Esdras Minville

Esdras Minville, professor and economist (b at Grande-Vallée, Qc 7 Nov 1896; d at Montréal 9 Dec 1975).

Minville, Esdras

Esdras Minville, professor and economist (b at Grande-Vallée, Qc 7 Nov 1896; d at Montréal 9 Dec 1975). He was a fisherman's son, and after primary studies at the village school a prominent member of the clergy permitted him to complete secondary business courses at a Montréal college in just two years. Esdras Minville next worked in a factory, then decided to enrol in l'École des Hautes Études Commerciales (HEC), and was accepted on trial without the usual educational prerequisites. In 1922, he received his diploma in commercial science, and even won the prize for best final thesis. His formal education would stop there. He would learn the rest on his own or through contact with the masters he would meet along his way.

Montpetit was initially his professor at HEC. Minville would meet ASSELIN during his first job as a Montreal insurance broker, where the great journalist and debater was the editor of the organization's internal journal, La Rente. He engaged young Minville as his secretary, and contributed strongly to his education. The Abby Lionel GROULX, who at the time was the editor of the combat journal L'ACTION FRANÇAISE, read La Rente regularly and would have noticed Asselin's young collaborator. One day, he asked him for an article on Canada's invasion by American capital. Thus, Groulx would guide Minville's first steps into Montréal's intellectual world. When L'ACTION NATIONALE replaced L'Action française Minville would become one of the most solid members of the new periodical's editorial team. In the meantime, in 1924, he agreed to join the ranks of the HEC. Since then, Minville would remain at this institution and make an enduring career there.

First of all, in 1925, with Gérard PARIZEAU and two other HEC colleagues, he founded L'Actualité économique, a review that he edited for several years, and that HEC continues to publish. During the 1929 crises, he would collaborate closely with the Jesuits from l'École sociale populaire, and as such would become one of the most sought after speakers at the SEMAINES SOCIALES DU CANADA. But Minville particularly exerted an influence on youth. During the summer of 1935, at a conference that excited wide interest delivered to the newly minted group les JEUNE-CANADA, he would propose an entire program of economic reform for Québec. This conference would inspire Paul GOUIN in the drawing up of the economic program for L'ACTION LIBÉRALE NATIONALE.

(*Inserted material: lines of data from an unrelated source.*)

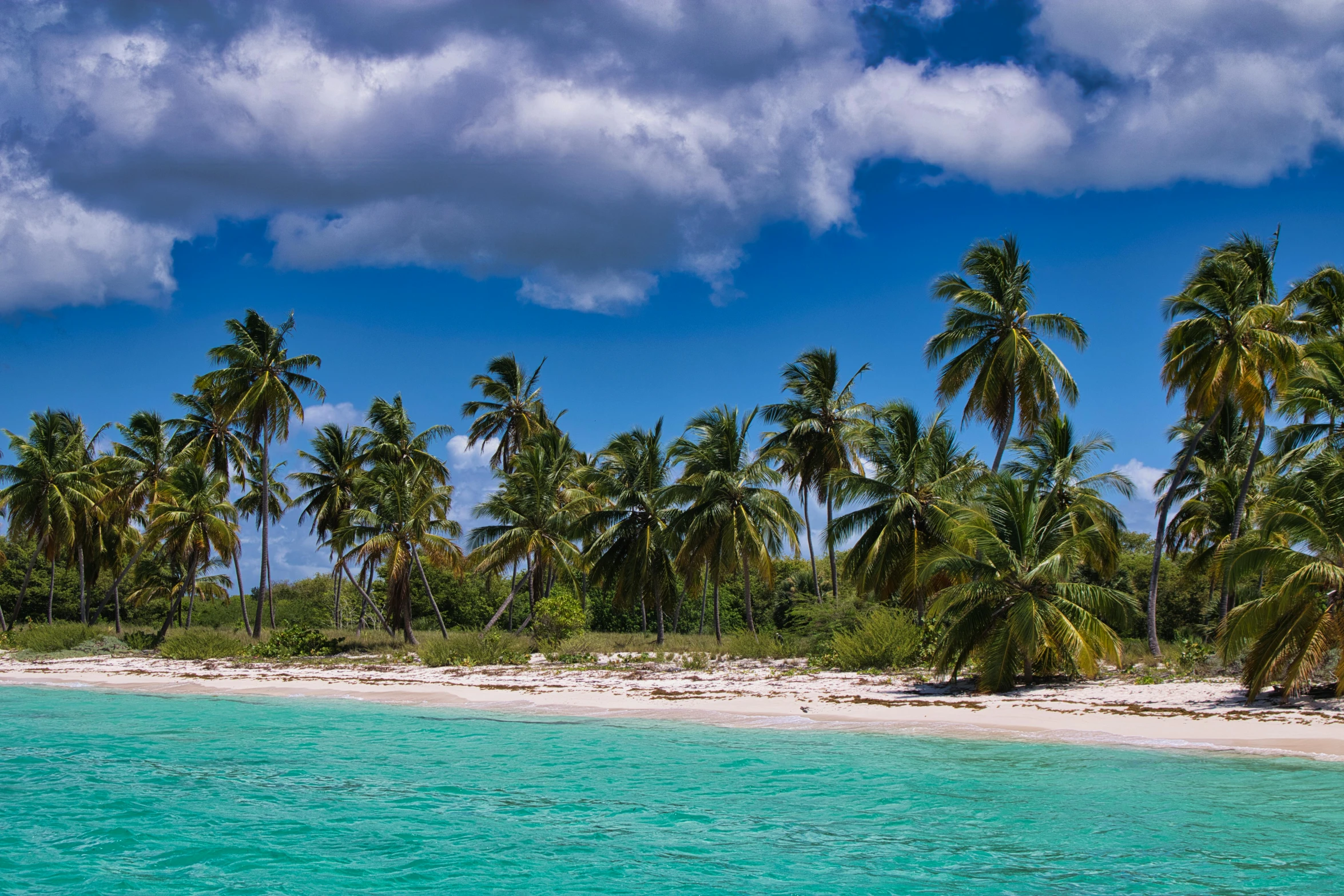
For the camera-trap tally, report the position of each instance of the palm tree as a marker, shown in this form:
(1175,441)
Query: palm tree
(910,496)
(261,383)
(536,513)
(1014,606)
(635,548)
(1230,343)
(210,430)
(995,344)
(1059,467)
(731,508)
(1291,629)
(336,469)
(195,521)
(392,439)
(51,487)
(820,421)
(402,513)
(511,409)
(272,495)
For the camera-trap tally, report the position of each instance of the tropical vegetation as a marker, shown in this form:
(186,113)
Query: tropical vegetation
(1004,568)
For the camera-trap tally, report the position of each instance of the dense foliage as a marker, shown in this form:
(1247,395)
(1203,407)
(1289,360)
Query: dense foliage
(1005,570)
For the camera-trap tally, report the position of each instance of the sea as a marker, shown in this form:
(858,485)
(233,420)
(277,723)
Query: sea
(112,791)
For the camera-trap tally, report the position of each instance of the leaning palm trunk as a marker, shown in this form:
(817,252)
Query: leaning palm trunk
(51,591)
(432,601)
(362,593)
(1239,512)
(83,597)
(746,591)
(23,590)
(264,586)
(121,575)
(1163,508)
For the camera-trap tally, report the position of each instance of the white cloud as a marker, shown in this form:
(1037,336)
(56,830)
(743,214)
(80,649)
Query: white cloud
(342,414)
(54,250)
(1144,479)
(592,148)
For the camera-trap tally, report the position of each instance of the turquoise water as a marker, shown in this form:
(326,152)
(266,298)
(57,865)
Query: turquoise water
(121,793)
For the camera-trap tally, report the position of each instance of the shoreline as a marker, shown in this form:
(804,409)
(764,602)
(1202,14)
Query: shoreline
(1180,715)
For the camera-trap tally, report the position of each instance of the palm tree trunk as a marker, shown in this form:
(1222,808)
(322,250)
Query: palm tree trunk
(746,591)
(1163,508)
(831,550)
(1003,439)
(177,604)
(705,595)
(718,629)
(362,593)
(659,608)
(508,604)
(83,597)
(51,591)
(432,601)
(812,556)
(121,575)
(23,590)
(264,586)
(1241,511)
(242,594)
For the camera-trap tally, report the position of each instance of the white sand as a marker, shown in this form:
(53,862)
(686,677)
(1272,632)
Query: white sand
(1206,715)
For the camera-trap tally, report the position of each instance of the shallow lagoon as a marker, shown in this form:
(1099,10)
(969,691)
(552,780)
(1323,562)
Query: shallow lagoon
(108,791)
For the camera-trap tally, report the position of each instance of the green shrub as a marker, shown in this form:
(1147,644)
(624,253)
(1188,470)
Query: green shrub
(49,639)
(471,649)
(886,640)
(765,645)
(201,644)
(297,641)
(140,640)
(558,617)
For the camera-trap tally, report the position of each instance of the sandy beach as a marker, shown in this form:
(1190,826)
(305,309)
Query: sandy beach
(1199,715)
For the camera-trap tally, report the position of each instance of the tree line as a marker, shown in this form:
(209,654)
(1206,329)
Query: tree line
(1010,564)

The same held true for DUPLESSIS when he founded the UNION NATIONALE. He even unsuccessfully offered Minville the position of Minister of Industry and Commerce. In 1938, Minville would be named director of the HEC, a position he occupied until 1962. During the quarter century that he headed the institution, he was initially preoccupied by organising research, especially pertaining to Québec's economic development. This resulted, among other things, in the series "Études sur notre milieu". His own intellectual output - conferences, articles, and books all relating to economic and social issues in Québec - was considerable, and reached a very broad public. It was especially through his work on the ROYAL COMMISSION OF INQUIRY ON CONSTITUTIONAL PROBLEMS, (The Tremblay Commission), of which he was the principal driving force, that Minville would demonstrate his full capacity for analysis.